Many Lewiston residents gathered near the city hospital Wednesday evening, searching for loved ones they had no news of after the killings at a bowling alley, restaurant and distribution center in Lewiston, Maine.
• Also read: Active shooter in the USA: More than 22 dead and several injured in Lewiston
According to the Sun Journal, at least two dozen people were outside Central Maine Medical Center hoping to hear from their loved ones.
Among them was Kathy Lebel, the co-owner of the restaurant-bar Schemengees, one of the two scenes of the murders in which at least 22 people died and around fifty were injured. Ms. Lebel was not there when the shooter arrived.
She said customers were having fun when the gunman entered and opened fire.
“It was just a nice evening with people playing for money. That’s the last thing you’d expect, right? I feel like everything is a nightmare,” she told the daily.
Another person standing outside the hospital told the Sun Journal that a friend of his attended the Schemengees bag party. He hasn’t answered his phone since the shooting, she said.

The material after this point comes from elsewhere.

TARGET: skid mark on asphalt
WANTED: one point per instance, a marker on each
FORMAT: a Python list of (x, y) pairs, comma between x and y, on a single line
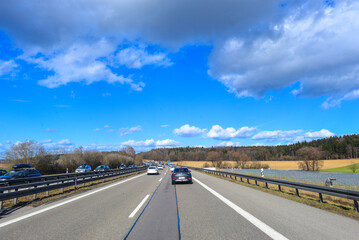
[(255, 221)]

The people there were asked to give their names and those of the people they were looking for to the security forces and staff, who could then carry out the checks.
For her part, Nichoel Wyman Arel was walking home with her daughter when she saw people running from the bowling alley.
“There were so many police cars, so many ambulances. We tried to understand what was happening. Was it another bomb threat or a gas leak,” the mother who filmed the scene told CNN.
Ms. Wyman Arel said she saw at least one person, who appeared to be bleeding from the stomach, leave the store with the help of others.
A city councilman who lives half a kilometer from the bowling alley told CNN that he was frightened by the events because he lives near a wooded area. “We’ve blocked all the doors, we’ve grabbed our weapons and we’re waiting,” Robert McCarthy told CNN.